Still, with blue crab populations dropping to record low numbers this year, some see aquaculture as the answer to restoring its population.

If anybody’s eating crabs in 20 years, it’ll be a farm-raised crab,” said Patrick Hudson, who co-owns the True Chesapeake Oyster Co. farm and the Baltimore restaurant of the same name.

“The trend is clear,” Hudson said. “With every single year there are less and less and fewer and fewer — to think the wild fishery is able to keep up with the demand, it’s just not going to happen.”

Hudson has raised oysters for years in Southern Maryland. He would love to add farm-raised blue crabs to his repertoire, and envisions a future in which aquaculture crabs are commonplace.

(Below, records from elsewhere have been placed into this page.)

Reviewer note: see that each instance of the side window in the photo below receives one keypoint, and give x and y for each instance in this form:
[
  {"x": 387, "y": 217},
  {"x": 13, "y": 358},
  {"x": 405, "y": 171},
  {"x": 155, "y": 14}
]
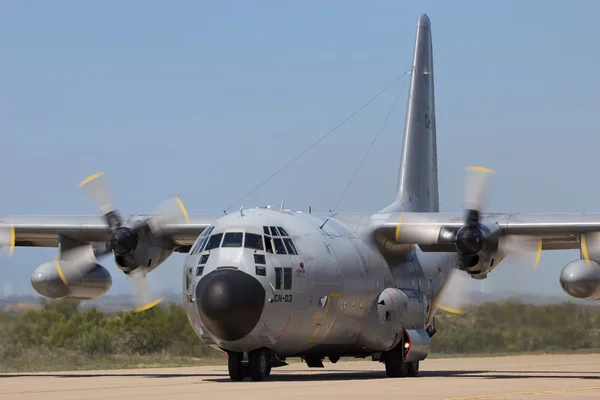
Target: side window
[
  {"x": 233, "y": 239},
  {"x": 287, "y": 279},
  {"x": 188, "y": 278},
  {"x": 268, "y": 245},
  {"x": 253, "y": 241},
  {"x": 290, "y": 246},
  {"x": 214, "y": 241},
  {"x": 277, "y": 278},
  {"x": 279, "y": 247}
]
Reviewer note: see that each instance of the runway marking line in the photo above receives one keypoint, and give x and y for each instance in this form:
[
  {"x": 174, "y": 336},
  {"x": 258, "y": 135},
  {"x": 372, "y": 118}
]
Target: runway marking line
[
  {"x": 104, "y": 388},
  {"x": 495, "y": 396}
]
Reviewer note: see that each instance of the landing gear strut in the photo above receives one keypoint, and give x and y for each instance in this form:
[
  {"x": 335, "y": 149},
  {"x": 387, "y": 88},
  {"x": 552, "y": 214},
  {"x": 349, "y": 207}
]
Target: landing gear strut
[
  {"x": 396, "y": 367},
  {"x": 257, "y": 368}
]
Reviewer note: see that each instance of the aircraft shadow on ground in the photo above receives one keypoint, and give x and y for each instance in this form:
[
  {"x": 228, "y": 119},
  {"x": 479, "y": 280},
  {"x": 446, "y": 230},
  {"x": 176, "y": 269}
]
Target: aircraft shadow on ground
[
  {"x": 330, "y": 375},
  {"x": 103, "y": 375},
  {"x": 348, "y": 375}
]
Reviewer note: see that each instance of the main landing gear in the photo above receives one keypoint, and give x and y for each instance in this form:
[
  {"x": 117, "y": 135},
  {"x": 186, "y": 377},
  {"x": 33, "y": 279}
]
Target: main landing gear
[
  {"x": 396, "y": 367},
  {"x": 257, "y": 367}
]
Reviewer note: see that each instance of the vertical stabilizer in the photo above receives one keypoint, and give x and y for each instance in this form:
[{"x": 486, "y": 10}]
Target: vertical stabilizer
[{"x": 418, "y": 175}]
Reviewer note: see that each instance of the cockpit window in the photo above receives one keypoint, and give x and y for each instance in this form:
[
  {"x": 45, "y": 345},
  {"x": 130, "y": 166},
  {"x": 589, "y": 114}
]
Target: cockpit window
[
  {"x": 290, "y": 246},
  {"x": 233, "y": 239},
  {"x": 214, "y": 241},
  {"x": 279, "y": 247},
  {"x": 268, "y": 245},
  {"x": 253, "y": 241}
]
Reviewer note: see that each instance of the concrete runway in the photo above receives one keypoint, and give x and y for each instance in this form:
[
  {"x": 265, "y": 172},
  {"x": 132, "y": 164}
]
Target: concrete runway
[{"x": 526, "y": 377}]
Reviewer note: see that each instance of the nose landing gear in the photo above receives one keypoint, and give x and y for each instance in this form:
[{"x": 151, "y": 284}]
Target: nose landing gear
[{"x": 257, "y": 366}]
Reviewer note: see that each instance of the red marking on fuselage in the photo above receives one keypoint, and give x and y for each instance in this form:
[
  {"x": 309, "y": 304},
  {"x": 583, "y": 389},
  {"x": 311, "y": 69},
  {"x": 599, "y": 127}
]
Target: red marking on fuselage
[{"x": 285, "y": 327}]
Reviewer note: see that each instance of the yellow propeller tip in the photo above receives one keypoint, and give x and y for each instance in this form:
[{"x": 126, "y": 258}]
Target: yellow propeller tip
[
  {"x": 480, "y": 169},
  {"x": 149, "y": 305},
  {"x": 90, "y": 178},
  {"x": 12, "y": 240}
]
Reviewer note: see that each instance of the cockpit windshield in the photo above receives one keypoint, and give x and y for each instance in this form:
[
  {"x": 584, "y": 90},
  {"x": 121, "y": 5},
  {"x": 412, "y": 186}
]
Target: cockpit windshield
[
  {"x": 281, "y": 243},
  {"x": 253, "y": 241},
  {"x": 214, "y": 241},
  {"x": 233, "y": 239}
]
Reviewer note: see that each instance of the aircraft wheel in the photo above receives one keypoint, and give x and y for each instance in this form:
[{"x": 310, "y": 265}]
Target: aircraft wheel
[
  {"x": 236, "y": 369},
  {"x": 413, "y": 369},
  {"x": 258, "y": 365},
  {"x": 394, "y": 367}
]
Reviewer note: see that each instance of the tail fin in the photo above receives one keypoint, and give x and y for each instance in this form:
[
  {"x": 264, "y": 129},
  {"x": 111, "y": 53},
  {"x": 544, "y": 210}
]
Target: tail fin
[{"x": 418, "y": 175}]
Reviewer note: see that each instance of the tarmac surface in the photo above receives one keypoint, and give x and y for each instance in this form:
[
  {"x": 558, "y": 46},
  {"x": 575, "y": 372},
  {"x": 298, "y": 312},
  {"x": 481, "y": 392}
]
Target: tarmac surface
[{"x": 523, "y": 377}]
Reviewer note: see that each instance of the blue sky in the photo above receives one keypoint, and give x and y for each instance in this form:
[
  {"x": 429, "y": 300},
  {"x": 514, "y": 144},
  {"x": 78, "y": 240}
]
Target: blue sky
[{"x": 207, "y": 99}]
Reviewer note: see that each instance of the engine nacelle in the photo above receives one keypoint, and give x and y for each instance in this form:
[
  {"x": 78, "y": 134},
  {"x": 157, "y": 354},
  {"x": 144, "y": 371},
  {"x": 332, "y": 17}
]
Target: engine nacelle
[
  {"x": 149, "y": 253},
  {"x": 581, "y": 279},
  {"x": 47, "y": 282}
]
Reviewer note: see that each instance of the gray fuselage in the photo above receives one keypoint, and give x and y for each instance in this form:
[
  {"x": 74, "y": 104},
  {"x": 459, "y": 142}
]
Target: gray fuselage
[{"x": 322, "y": 295}]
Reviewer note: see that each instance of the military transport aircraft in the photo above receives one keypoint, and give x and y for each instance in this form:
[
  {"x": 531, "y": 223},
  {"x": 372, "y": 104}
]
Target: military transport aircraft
[{"x": 264, "y": 284}]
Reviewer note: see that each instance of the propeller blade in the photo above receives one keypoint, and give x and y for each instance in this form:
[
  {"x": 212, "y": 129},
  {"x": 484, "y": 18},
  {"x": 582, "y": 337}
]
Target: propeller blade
[
  {"x": 476, "y": 187},
  {"x": 456, "y": 296},
  {"x": 170, "y": 211},
  {"x": 7, "y": 239},
  {"x": 97, "y": 189},
  {"x": 142, "y": 291}
]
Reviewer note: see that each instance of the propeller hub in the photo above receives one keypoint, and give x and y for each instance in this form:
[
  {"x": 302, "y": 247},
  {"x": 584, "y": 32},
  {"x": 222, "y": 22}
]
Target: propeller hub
[
  {"x": 123, "y": 241},
  {"x": 469, "y": 240}
]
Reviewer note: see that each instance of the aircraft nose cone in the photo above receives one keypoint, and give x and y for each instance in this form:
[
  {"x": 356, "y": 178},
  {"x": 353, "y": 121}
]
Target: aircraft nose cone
[{"x": 230, "y": 303}]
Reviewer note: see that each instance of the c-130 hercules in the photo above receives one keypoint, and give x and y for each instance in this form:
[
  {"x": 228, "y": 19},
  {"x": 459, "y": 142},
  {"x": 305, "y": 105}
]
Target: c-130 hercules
[{"x": 266, "y": 284}]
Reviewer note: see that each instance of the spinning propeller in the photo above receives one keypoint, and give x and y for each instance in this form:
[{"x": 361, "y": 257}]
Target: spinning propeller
[
  {"x": 471, "y": 238},
  {"x": 7, "y": 239},
  {"x": 122, "y": 240}
]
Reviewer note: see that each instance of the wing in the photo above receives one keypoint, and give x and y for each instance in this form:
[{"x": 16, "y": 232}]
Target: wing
[
  {"x": 44, "y": 231},
  {"x": 556, "y": 231}
]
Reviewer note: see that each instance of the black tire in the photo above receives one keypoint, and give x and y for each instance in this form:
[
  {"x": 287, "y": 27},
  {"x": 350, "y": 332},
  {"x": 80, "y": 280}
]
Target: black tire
[
  {"x": 258, "y": 365},
  {"x": 413, "y": 369},
  {"x": 236, "y": 370},
  {"x": 394, "y": 367}
]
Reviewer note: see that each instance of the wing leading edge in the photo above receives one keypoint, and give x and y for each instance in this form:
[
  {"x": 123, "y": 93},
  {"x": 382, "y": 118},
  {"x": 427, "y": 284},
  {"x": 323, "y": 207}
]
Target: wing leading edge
[
  {"x": 556, "y": 231},
  {"x": 44, "y": 231}
]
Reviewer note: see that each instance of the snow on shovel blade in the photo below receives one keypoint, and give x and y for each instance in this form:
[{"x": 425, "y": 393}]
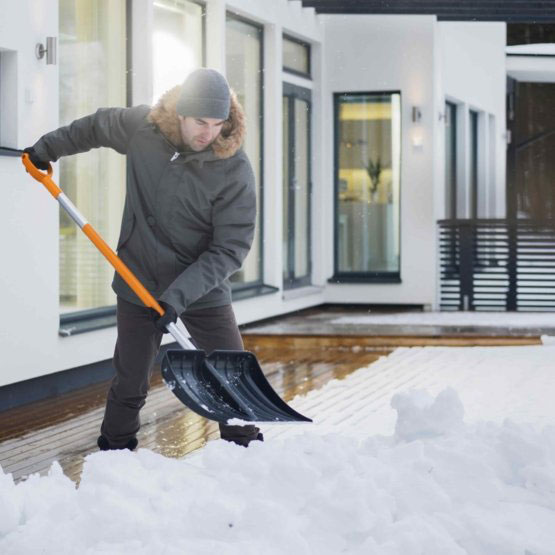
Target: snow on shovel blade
[{"x": 225, "y": 385}]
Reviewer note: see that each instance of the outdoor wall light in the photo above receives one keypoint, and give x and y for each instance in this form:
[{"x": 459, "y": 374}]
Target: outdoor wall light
[
  {"x": 50, "y": 51},
  {"x": 417, "y": 141},
  {"x": 416, "y": 114}
]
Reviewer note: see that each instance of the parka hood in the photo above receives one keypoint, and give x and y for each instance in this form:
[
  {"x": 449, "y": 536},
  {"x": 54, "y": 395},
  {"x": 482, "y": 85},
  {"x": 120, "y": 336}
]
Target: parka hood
[{"x": 164, "y": 116}]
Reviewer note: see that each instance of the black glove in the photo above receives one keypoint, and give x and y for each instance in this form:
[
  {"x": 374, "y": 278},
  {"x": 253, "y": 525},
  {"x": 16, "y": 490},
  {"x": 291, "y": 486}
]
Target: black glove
[
  {"x": 170, "y": 316},
  {"x": 37, "y": 162}
]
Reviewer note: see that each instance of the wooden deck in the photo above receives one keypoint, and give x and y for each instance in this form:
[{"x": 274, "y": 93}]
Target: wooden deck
[{"x": 65, "y": 429}]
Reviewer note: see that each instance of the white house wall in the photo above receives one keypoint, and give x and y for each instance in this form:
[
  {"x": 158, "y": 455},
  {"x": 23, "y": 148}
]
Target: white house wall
[{"x": 473, "y": 75}]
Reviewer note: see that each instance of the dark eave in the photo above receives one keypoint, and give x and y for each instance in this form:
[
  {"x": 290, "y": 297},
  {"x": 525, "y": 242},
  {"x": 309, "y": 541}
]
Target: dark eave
[{"x": 511, "y": 11}]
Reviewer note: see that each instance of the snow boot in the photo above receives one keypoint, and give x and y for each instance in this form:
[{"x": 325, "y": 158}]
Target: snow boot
[
  {"x": 241, "y": 435},
  {"x": 103, "y": 444}
]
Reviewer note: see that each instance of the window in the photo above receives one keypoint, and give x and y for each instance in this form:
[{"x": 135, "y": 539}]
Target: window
[
  {"x": 296, "y": 186},
  {"x": 92, "y": 73},
  {"x": 367, "y": 186},
  {"x": 296, "y": 56},
  {"x": 451, "y": 159},
  {"x": 473, "y": 164},
  {"x": 177, "y": 42},
  {"x": 244, "y": 74}
]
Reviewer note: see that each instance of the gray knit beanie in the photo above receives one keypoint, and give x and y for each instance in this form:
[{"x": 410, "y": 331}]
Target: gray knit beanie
[{"x": 204, "y": 94}]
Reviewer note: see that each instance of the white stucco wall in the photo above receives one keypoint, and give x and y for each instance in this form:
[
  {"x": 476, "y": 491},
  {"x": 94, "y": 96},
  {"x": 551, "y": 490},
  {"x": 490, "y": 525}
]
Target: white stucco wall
[{"x": 473, "y": 75}]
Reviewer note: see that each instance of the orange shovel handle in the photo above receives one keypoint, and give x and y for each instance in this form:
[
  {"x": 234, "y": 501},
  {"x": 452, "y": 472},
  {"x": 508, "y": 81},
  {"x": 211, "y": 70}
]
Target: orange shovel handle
[{"x": 100, "y": 244}]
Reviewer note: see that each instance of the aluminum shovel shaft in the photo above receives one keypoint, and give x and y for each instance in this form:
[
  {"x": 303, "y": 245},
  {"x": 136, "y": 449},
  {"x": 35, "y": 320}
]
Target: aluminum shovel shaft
[{"x": 102, "y": 246}]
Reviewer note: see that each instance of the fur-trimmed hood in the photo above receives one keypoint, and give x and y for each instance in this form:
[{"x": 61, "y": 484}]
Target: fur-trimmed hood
[{"x": 164, "y": 116}]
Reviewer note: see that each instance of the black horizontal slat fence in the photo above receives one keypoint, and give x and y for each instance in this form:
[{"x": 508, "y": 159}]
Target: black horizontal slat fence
[{"x": 497, "y": 265}]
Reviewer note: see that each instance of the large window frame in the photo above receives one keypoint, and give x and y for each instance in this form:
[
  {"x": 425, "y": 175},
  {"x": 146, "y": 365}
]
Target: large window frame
[
  {"x": 451, "y": 172},
  {"x": 356, "y": 276},
  {"x": 72, "y": 322},
  {"x": 292, "y": 92},
  {"x": 250, "y": 288}
]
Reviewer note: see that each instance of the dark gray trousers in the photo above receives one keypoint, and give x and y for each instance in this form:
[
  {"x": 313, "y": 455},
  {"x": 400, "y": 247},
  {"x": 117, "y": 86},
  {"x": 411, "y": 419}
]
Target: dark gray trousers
[{"x": 138, "y": 344}]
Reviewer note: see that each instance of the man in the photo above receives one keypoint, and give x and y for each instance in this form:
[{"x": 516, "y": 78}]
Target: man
[{"x": 187, "y": 226}]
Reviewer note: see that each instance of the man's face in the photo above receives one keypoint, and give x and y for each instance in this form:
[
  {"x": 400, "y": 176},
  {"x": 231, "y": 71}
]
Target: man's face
[{"x": 199, "y": 133}]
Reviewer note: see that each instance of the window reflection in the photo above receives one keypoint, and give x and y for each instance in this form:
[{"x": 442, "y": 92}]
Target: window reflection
[{"x": 176, "y": 42}]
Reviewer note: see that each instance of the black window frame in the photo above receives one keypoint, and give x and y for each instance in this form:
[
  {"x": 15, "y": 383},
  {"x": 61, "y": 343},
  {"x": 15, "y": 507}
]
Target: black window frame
[
  {"x": 473, "y": 150},
  {"x": 293, "y": 92},
  {"x": 255, "y": 287},
  {"x": 307, "y": 45},
  {"x": 451, "y": 114},
  {"x": 339, "y": 277}
]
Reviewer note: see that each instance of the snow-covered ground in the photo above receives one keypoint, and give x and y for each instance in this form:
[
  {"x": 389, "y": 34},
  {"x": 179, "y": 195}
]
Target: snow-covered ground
[
  {"x": 428, "y": 451},
  {"x": 474, "y": 319}
]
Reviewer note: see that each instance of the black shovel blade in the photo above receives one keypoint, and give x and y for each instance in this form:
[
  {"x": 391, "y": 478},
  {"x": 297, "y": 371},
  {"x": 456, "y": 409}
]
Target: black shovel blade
[{"x": 225, "y": 385}]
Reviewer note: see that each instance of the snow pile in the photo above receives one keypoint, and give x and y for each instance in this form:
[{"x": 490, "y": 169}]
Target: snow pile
[{"x": 437, "y": 486}]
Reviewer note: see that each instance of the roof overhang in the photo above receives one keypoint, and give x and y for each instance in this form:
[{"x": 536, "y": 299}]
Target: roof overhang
[{"x": 511, "y": 11}]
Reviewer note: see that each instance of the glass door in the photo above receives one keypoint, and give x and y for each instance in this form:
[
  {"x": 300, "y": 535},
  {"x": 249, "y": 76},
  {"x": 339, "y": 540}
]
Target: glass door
[{"x": 296, "y": 186}]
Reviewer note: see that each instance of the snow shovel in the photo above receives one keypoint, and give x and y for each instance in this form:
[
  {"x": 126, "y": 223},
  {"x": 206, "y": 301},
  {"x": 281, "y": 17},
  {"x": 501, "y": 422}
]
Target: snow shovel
[{"x": 221, "y": 386}]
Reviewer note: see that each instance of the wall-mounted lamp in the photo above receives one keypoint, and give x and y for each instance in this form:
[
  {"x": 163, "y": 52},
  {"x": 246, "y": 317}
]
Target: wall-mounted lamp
[
  {"x": 50, "y": 51},
  {"x": 416, "y": 114}
]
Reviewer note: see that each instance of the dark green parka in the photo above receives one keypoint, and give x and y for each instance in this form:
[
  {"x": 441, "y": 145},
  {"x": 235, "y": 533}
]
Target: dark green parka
[{"x": 189, "y": 217}]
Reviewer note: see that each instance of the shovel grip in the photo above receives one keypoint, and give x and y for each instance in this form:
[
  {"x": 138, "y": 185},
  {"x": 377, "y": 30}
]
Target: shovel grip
[{"x": 99, "y": 243}]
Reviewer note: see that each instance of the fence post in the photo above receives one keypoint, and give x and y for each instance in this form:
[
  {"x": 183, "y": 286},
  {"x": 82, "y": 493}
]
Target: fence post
[
  {"x": 466, "y": 265},
  {"x": 512, "y": 236}
]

But for now, IMET and other researchers are spending the bulk of their resources researching salmon — fish that get along just fine in close quarters.

Back in the aquaculture research center, Miller, the doctoral student, used a net to capture a large fish from the tank. As he carried it to a plastic bin filled with anesthetized water, it squirmed and splashed water across the floor and Miller’s plastic coveralls.

After taking samples from the body, the team would use a sonogram to monitor the fish’s reproductive system. Inside were thousands of eggs, grainy dots on the black-and-white screen.

The very future of the global seafood industry.

christina.tkacik@thebaltimorebanner.com

An earlier version of this article provided an incorrect age for the salmon brought to IMET from Maine. They were brought to Baltimore as adults, not babies. In addition, the dorado raised at IMET were sea bream, not mahi-mahi. The Baltimore Banner regrets the errors.